L’insegnamento delle lingue classiche è da tempo argomento molto
controverso, tanto da diventare nel corso degli anni un fenomeno che
ciclicamente si ripresenta sotto forme e punti di vista differenti.
Uno dei dibattiti più accesi riguarda, in particolare, l’insegnamento del
latino al liceo scientifico, dove, considerato l’alone di desuetudine che
accompagna la lingua e l’ambiguità del nome dell’indirizzo, non sorprende
che la polemica abbia trovato terreno fertile.
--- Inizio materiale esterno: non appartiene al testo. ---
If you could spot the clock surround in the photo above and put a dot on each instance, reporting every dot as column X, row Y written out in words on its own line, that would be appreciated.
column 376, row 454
A duello si sfidano solitamente i difensori della greco-romanità, che
strenuamente combattono in difesa della cultura classica, ed i tecnocrati,
pronti a dare degna sepoltura alla lingua morta in nome del progresso. Gli
alfieri dei due schieramenti sono solitamente rappresentati dal classicista
sciorinatore di locuzioni latine alternate a clichè quali “il latino apre la
mente” da una parte, e dalla figura del crociato delle scienze esatte che,
distillando a gocce le contaminazioni umanistiche come scorie radioattive,
cerca di preservare l’incorruttibile dicotomia dello scibile dall’altra.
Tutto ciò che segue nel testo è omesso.